Sven olhou no relógio preso ao pulso e confirmou que já havia se passado o tempo de quinze minutos que era o máximo para uma bolsa de gelo ficar em contato com uma área lesada como aquela. Levantou-se e dirigiu calmamente até Heiner, não queria acordá-lo, ele parecia estar tendo um sono agradável e despreocupado que os recrutas de qualquer quartel não costumam ter. Dirigiu cuidadosamente a mão até a bolsa de gelo e a puxou, na verdade nem havia mais cubos lá dentro, todos tinham se derretido desigualmente criando formas diferentes e moldadas de acordo com a vontade do clima ambiente.

O recruta cerrou as sobrancelhas de leve e sussurrou brevemente um "frio", provavelmente por causa do ar que tocou a pele dele quando a bolsa foi retirada. O tornozelo dele estava estável agora, inchado e com marcas de sangue coagulado embaixo da pele, mas o enfermeiro sabia que não ia ficar pior que aquilo e talvez Heiner nem precisasse de tanto tempo para melhorar, embora ainda fosse recomendável que ele ficasse ali por duas ou três semanas. Ele se mexeu com uma expressão não tão satisfeita, mas não pareceu ter acordado, apenas deixou o rosto cair de lado em cima do lençol branco, ocultando uma parte da sua face, mas deixando à mostra o pescoço.

Heiner tinha uma cicatriz, não era tão comprida, mas era funda e a ferida aparentava ter sido tratada adequadamente em um hospital até estar completamente curada. O enfermeiro podia concluir que tinha sido alguma cirurgia, mas ela ficava na região da jugular e não havia nenhuma cirurgia no histórico médico de Heiner. Não que ele tivesse lido atenciosamente, na verdade só procurou por algum trauma já ocorrido anteriormente no tornozelo e como não encontrou nada nem leu o restante da ficha. Mas aquela cicatriz era mesmo intrigante, porque era profunda e ficava bem em cima da jugular e Sven apostava que o corte a havia atingido, se fosse esse o caso então era provável que Heiner em algum ponto da sua vida tivesse tido uma experiência de quase-morte.
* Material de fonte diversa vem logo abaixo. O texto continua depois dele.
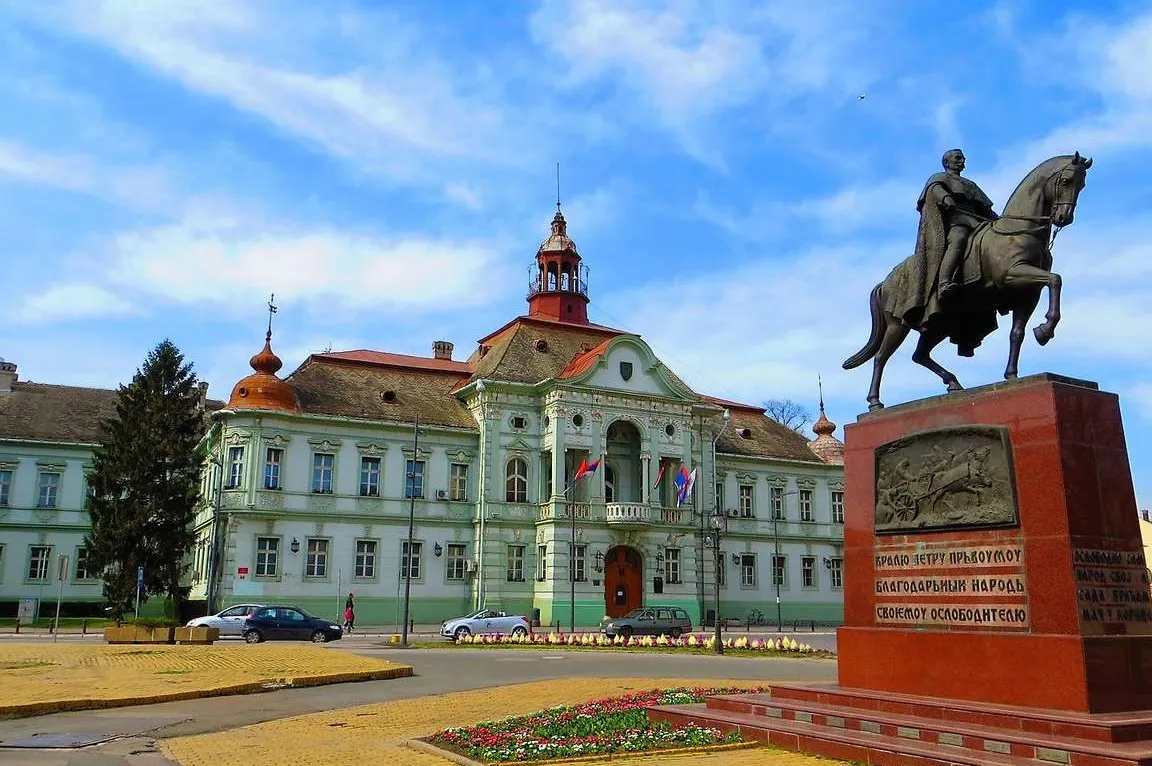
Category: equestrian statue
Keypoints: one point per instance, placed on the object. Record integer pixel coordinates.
(971, 264)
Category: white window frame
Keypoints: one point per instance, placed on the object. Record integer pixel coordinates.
(324, 472)
(516, 480)
(411, 563)
(47, 490)
(235, 468)
(456, 567)
(457, 482)
(672, 566)
(747, 494)
(316, 558)
(515, 563)
(273, 462)
(267, 558)
(43, 563)
(364, 563)
(371, 475)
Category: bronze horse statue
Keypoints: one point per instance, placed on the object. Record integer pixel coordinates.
(1007, 265)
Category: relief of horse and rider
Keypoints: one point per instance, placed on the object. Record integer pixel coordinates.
(971, 264)
(945, 479)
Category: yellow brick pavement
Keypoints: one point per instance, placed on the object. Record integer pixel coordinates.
(374, 734)
(38, 677)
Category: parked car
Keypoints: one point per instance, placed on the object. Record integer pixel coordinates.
(649, 621)
(289, 623)
(485, 621)
(229, 622)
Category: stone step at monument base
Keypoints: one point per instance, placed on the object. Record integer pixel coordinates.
(880, 728)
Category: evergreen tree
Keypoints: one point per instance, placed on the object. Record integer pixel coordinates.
(144, 486)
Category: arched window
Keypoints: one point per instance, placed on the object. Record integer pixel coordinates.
(517, 480)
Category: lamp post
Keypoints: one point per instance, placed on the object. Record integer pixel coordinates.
(411, 522)
(717, 522)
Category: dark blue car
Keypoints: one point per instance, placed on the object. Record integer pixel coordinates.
(288, 623)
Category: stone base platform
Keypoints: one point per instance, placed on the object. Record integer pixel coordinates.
(893, 729)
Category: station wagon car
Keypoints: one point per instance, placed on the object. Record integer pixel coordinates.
(649, 621)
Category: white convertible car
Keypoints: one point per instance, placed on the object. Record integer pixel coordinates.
(485, 621)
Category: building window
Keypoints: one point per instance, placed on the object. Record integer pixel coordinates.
(748, 570)
(410, 561)
(414, 478)
(580, 562)
(672, 566)
(777, 495)
(745, 500)
(267, 556)
(836, 573)
(805, 505)
(370, 477)
(235, 468)
(272, 460)
(48, 490)
(316, 564)
(838, 507)
(323, 465)
(517, 480)
(38, 558)
(456, 561)
(808, 571)
(779, 569)
(515, 563)
(365, 559)
(82, 570)
(457, 482)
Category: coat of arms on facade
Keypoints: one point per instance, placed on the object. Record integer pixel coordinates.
(946, 479)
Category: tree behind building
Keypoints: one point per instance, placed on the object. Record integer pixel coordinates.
(144, 484)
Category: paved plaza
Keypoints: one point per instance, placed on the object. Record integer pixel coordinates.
(369, 721)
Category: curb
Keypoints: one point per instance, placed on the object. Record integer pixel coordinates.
(29, 710)
(464, 760)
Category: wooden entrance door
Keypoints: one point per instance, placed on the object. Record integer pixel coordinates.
(623, 581)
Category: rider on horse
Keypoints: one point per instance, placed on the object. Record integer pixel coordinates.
(963, 206)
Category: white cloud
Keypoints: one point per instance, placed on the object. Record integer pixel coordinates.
(73, 301)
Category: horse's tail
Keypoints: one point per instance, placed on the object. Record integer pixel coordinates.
(873, 341)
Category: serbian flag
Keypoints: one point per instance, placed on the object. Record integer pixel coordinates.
(585, 469)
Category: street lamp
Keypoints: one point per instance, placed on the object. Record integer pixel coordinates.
(717, 522)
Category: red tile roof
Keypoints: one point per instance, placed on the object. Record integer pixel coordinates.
(384, 358)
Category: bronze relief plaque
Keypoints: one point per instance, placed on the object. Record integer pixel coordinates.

Arremessou a bolsa de gelo em cima da sua mesa sem o cuidado necessário e ela tocou os papéis ali em cima com certo estardalhaço, mas nada que tivesse feito o recruta se mexer em cima da cama apesar de Sven ter feito uma careta achando que tinha acordado o homem. Queria ver mais de perto, as conclusões que tinha tirado de longe eram insuficientes e se tinha algo que Sven com certeza não conseguia evitar era sua curiosidade. Aproximou-se dele lentamente, dessa vez dirigindo-se até a cabeça, Heiner tinha cabelos pretos cortados no estilo padrão do exército e a barba também estava realmente bem feita, algo que Henry e qualquer outro instrutor exigia dos recrutas. Embora estivessem fechados no momento, Sven já tinha notado os olhos castanho-esverdeados, de um tom cremoso e com pouco brilho, sólido e constante.